Historically, UTIs in infants ≤90 days were believed to pose a risk for bacterial meningitis by means of hematogenous spread. Clinical definitions of UTI are based on urine culture results (52), which are not available at initial evaluation. Therefore, a presumptive diagnosis of UTI at the time of initial evaluation relies upon results of the urinalysis in the presence of any positive leukocyte esterase, nitrites, gram stain, or pyuria (defined as >10 WBC/mm3 by hemocytometer on an uncentrifuged specimen, or >5 WBC/hpf on a centrifuged specimen) (53). Urinalysis has high sensitivity and specificity for UTIs in this population (54).
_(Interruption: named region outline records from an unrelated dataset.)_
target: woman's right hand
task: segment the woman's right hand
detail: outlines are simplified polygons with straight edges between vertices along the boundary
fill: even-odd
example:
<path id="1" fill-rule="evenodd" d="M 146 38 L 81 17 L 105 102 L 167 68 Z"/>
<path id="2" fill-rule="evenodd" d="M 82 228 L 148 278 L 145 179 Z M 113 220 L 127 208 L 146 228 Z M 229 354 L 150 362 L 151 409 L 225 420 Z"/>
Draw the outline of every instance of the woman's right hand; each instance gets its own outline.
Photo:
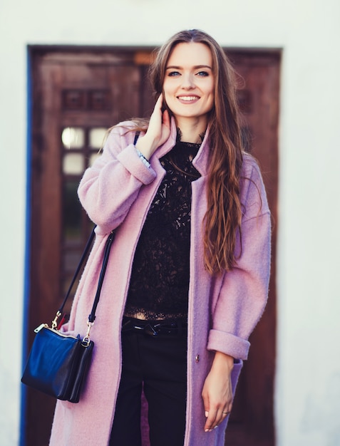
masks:
<path id="1" fill-rule="evenodd" d="M 167 110 L 162 111 L 163 95 L 157 100 L 153 114 L 150 118 L 146 133 L 140 136 L 136 143 L 136 148 L 150 160 L 155 150 L 164 144 L 170 134 L 170 120 Z"/>

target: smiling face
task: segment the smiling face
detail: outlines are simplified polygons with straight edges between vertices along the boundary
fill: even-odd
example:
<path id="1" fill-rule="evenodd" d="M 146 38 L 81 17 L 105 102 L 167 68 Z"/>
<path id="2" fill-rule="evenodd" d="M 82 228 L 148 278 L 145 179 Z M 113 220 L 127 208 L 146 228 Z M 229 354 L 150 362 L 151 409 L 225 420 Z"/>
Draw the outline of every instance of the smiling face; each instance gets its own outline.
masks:
<path id="1" fill-rule="evenodd" d="M 177 125 L 190 120 L 206 128 L 214 105 L 214 84 L 210 48 L 195 42 L 176 45 L 166 66 L 163 93 Z"/>

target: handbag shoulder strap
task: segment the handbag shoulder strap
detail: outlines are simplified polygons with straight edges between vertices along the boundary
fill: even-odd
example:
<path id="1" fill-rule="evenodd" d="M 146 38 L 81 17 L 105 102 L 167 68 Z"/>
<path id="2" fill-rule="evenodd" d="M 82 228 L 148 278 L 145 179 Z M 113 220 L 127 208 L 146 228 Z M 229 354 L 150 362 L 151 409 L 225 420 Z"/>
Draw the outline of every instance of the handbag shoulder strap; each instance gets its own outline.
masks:
<path id="1" fill-rule="evenodd" d="M 63 303 L 61 304 L 61 306 L 59 307 L 58 310 L 56 312 L 56 317 L 54 318 L 54 320 L 52 321 L 52 328 L 56 328 L 57 327 L 57 321 L 58 318 L 61 316 L 61 314 L 63 313 L 63 308 L 68 299 L 68 298 L 70 297 L 71 295 L 71 292 L 72 291 L 72 289 L 74 286 L 74 284 L 76 283 L 76 280 L 77 279 L 77 277 L 83 266 L 83 264 L 85 264 L 85 261 L 88 255 L 88 252 L 90 251 L 90 248 L 92 245 L 92 243 L 93 242 L 93 239 L 95 238 L 95 229 L 96 229 L 96 226 L 93 227 L 93 229 L 91 231 L 91 233 L 90 234 L 90 236 L 88 237 L 88 239 L 86 242 L 86 245 L 84 248 L 84 250 L 83 251 L 83 254 L 81 254 L 81 259 L 79 261 L 79 263 L 78 264 L 77 268 L 76 269 L 76 271 L 73 274 L 73 276 L 72 278 L 72 280 L 71 281 L 70 283 L 70 286 L 68 286 L 68 289 L 67 290 L 66 294 L 63 299 Z M 103 259 L 103 264 L 102 264 L 102 267 L 101 267 L 101 274 L 99 275 L 99 280 L 98 280 L 98 287 L 97 287 L 97 291 L 96 293 L 96 296 L 95 296 L 95 299 L 93 301 L 93 305 L 92 306 L 92 310 L 91 312 L 91 314 L 88 316 L 88 321 L 91 323 L 93 323 L 94 322 L 94 320 L 96 318 L 96 310 L 97 308 L 97 306 L 99 301 L 99 296 L 101 295 L 101 288 L 103 286 L 103 281 L 104 280 L 104 276 L 105 276 L 105 272 L 106 270 L 106 266 L 108 264 L 108 256 L 110 254 L 110 249 L 111 248 L 111 245 L 112 245 L 112 242 L 113 242 L 113 239 L 115 238 L 115 232 L 114 231 L 112 231 L 108 237 L 108 239 L 106 240 L 106 243 L 105 245 L 105 248 L 104 248 L 104 256 Z"/>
To date, all published risk-stratification rules classify infants with a positive urinalysis as high risk, prompting CSF testing, hospitalization, and empiric antibiotics (55). However, a large meta-analysis found that in well-appearing infants aged 29 to 60 days, the prevalence of bacterial meningitis was no higher in those with a positive urinalysis (0.25% to 0.44%), compared with infants who tested negative (0.28% to 0.50%) (56). The PECARN group recently reported that among 697 infants aged 29 to 60 days with a positive urinalysis result, there were no cases of bacterial meningitis compared with 9 of 4153 who had a negative urinalysis (difference −0.2% [95% CI −0.4 to −0.1%]) (57). Thus, for infants 29 to 60 days old, the decision to perform an LP should be guided by inflammatory markers rather than urinalysis alone.